The day-of-week calculator tells you exactly which weekday any date falls on — together with its ISO weekday number, day-of-year, ISO week designator, and Julian Day Number. Unlike a basic date-picker, it also shows the step-by-step arithmetic behind the answer, lets you scan a whole date range at once, and renders a visual week strip and mini monthly calendar so the result is immediately legible. Everything runs locally in your browser: no dates are transmitted anywhere.
How it works
The calculator implements Tomohiko Sakamoto’s algorithm, a compact formula for computing the day of the week on the proleptic Gregorian calendar. Here is the logic in plain language:
-
Adjust for January and February. Months 1 and 2 are treated as months 13 and 14 of the previous year. This sidesteps the awkwardness of February’s variable length early in the calculation.
-
Look up the month offset. A pre-computed table
[0, 3, 2, 5, 0, 3, 5, 1, 4, 6, 2, 4](indexed January through December) encodes the cumulative day-of-week shift each month introduces. For March the offset is 2, for July it is 5, and so on. -
Apply century corrections. The Gregorian calendar skips a leap year on century years not divisible by 400. Three terms handle this: add
floor(y/4)(Julian leap correction), subtractfloor(y/100)(century suppression), addfloor(y/400)(400-year reinstatement). -
Sum and reduce. Add the adjusted year, the three century terms, the month offset, and the day number, then take the result modulo 7. The remainder maps to 0=Sunday through 6=Saturday.
The formula in compact form is:
dow = (y + floor(y/4) - floor(y/100) + floor(y/400) + t[m] + d) mod 7
where y is the adjusted year, t[m] is the month offset, and d is the day of the month.
For ISO week numbers the tool identifies the Thursday of each week (ISO weeks are defined by where Thursday falls), then counts how many weeks that Thursday is from the first Thursday of the year. The Julian Day Number is computed via the standard astronomical conversion formula and can be subtracted between any two dates to get an exact day count.
Worked example
Take 14 October 1066 — the Battle of Hastings.
- October is month 10, which is after February, so the year stays as
y = 1066. - Month offset
t[10] = 6(October is index 9 in the zero-based lookup table[0,3,2,5,0,3,5,1,4,6,2,4]). - Century terms:
floor(1066/4) = 266,floor(1066/100) = 10,floor(1066/400) = 2. - Sum:
1066 + 266 - 10 + 2 + 6 + 14 = 1344. 1344 mod 7 = 0→ Sunday (on the proleptic Gregorian calendar).
| Date | Calculation summary | Result |
|---|---|---|
| 14 Oct 1066 | (1066 + 266 - 10 + 2 + 6 + 14) mod 7 | Sunday |
| 4 Jul 1776 | (1776 + 444 - 17 + 4 + 5 + 4) mod 7 | Thursday |
| 1 Jan 2000 | (1999 + 499 - 19 + 4 + 0 + 1) mod 7 | Saturday |
| 15 Jun 2026 | (2026 + 506 - 20 + 5 + 3 + 15) mod 7 | Monday |
The “Show step-by-step working” toggle in the calculator displays every one of those arithmetic steps labelled clearly, so you can follow or verify the computation for any date you enter.
Formula note
Tomohiko Sakamoto’s formula is equivalent to, but more compact than, the classical Zeller’s congruence.

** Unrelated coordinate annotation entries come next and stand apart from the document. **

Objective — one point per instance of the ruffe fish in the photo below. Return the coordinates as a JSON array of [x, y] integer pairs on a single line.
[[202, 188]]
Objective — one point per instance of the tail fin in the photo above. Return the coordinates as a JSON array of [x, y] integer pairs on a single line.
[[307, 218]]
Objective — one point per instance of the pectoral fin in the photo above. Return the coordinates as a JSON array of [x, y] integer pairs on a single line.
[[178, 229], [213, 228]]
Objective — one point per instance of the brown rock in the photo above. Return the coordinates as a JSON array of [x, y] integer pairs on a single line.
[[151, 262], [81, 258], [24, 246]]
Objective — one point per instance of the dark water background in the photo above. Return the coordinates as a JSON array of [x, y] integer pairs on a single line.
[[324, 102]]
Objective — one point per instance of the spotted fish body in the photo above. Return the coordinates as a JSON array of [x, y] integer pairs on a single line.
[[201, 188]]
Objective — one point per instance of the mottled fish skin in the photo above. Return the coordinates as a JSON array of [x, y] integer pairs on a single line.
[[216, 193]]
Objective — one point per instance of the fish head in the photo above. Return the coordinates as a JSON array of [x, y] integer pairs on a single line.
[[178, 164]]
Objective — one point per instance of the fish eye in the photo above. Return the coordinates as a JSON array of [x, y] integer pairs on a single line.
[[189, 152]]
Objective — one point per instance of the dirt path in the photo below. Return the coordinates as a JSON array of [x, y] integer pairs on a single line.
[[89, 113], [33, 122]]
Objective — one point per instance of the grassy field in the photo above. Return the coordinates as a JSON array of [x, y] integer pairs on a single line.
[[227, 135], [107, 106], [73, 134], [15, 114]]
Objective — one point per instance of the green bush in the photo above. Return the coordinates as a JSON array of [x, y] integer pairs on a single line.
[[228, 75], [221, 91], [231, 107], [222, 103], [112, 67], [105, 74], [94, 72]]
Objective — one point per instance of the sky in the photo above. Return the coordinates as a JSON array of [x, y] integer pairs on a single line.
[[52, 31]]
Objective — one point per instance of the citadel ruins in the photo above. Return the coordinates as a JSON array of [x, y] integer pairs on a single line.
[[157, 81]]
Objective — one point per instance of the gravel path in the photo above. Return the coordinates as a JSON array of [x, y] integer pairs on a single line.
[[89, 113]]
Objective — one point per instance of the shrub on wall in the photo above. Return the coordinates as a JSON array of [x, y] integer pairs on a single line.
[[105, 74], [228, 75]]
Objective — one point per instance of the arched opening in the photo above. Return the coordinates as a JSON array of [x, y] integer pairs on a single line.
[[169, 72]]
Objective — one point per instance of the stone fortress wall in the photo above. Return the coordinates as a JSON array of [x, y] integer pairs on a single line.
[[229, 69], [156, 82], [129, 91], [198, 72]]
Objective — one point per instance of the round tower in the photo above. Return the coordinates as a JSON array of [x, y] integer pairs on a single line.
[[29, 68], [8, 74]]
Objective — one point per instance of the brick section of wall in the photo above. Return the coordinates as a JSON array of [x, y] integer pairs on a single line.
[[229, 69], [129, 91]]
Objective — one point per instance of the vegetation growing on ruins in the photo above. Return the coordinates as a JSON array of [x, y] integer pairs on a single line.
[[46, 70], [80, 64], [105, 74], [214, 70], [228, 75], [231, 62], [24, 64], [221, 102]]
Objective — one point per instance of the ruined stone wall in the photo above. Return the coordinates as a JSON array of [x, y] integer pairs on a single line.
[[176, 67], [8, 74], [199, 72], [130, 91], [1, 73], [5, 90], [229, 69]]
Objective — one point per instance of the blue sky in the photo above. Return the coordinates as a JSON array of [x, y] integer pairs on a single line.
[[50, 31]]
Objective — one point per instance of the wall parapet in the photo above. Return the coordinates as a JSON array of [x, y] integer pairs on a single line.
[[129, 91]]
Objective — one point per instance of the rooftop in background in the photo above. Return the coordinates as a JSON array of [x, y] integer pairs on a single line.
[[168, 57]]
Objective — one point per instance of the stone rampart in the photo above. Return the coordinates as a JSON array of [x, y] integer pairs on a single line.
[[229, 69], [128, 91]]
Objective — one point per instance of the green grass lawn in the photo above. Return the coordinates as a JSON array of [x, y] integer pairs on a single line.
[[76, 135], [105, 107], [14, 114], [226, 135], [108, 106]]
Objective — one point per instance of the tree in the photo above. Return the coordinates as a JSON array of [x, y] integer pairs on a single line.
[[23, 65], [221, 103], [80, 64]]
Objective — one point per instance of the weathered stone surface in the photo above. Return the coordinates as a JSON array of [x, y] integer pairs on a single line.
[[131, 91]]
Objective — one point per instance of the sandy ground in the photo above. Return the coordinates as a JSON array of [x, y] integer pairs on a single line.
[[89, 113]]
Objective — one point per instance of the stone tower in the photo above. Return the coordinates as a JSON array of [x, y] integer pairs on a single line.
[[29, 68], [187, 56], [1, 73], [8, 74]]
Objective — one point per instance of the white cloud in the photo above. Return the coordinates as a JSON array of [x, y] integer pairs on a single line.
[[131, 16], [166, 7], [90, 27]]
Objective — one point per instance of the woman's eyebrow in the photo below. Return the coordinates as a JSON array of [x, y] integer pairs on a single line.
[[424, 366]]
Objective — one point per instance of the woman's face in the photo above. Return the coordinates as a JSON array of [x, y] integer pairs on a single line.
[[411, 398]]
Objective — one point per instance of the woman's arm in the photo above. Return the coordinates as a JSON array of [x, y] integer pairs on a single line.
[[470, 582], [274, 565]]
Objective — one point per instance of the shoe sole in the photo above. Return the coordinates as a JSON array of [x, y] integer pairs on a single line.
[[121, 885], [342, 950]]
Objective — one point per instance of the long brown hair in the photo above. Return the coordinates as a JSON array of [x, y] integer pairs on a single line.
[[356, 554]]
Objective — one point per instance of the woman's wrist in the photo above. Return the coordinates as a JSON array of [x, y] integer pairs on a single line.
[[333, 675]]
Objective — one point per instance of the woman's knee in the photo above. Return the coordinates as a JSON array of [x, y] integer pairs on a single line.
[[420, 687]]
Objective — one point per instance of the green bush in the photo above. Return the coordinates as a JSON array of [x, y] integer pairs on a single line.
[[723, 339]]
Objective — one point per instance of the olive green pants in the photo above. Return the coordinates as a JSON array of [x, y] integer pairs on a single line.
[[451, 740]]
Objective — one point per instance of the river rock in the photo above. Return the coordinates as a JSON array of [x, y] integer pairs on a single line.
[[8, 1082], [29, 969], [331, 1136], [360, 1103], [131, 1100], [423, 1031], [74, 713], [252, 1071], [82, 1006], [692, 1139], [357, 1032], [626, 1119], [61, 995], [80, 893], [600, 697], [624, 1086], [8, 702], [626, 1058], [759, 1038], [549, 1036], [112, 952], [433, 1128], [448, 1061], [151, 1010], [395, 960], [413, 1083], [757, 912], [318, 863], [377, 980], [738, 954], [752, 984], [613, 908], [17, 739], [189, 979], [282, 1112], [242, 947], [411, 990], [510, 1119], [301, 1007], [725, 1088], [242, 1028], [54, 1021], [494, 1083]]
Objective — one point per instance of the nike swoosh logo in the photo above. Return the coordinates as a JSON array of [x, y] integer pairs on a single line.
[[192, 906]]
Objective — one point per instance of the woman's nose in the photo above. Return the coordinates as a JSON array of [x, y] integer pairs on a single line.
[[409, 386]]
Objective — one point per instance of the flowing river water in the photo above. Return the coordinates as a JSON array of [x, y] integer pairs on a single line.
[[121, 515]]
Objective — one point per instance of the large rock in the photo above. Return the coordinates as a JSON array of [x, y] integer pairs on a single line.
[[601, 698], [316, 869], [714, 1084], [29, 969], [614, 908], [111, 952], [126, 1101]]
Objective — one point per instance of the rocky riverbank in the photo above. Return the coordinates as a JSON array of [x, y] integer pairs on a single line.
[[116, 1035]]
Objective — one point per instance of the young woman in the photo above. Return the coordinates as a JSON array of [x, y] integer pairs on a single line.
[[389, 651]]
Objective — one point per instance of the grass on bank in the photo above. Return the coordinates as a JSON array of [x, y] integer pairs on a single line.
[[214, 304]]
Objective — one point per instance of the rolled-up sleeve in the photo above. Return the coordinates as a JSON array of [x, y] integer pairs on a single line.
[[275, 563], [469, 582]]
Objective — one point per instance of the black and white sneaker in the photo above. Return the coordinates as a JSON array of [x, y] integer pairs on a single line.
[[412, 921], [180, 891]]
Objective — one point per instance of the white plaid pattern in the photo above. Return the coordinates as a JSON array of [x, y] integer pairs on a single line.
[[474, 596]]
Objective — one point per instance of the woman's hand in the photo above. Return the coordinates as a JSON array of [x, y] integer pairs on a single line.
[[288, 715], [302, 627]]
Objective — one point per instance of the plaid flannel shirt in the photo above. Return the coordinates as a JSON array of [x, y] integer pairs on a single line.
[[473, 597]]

Both work on the proleptic Gregorian calendar, meaning they extrapolate the current calendar rules backward through history even for dates before the Gregorian reform of 1582. If you need the Julian calendar (used in Europe before the switch), the century correction terms change, but most historical and all modern usage assumes the proleptic Gregorian calendar, which is what this tool uses.
The Julian Day Number formula used here is the standard one from the Explanatory Supplement to the Astronomical Almanac: it maps any Gregorian calendar date to a unique integer counting days from the astronomical epoch (noon, 1 January 4713 BCE). Subtracting two JDNs always gives the exact integer count of days between them, with no calendar boundary complications.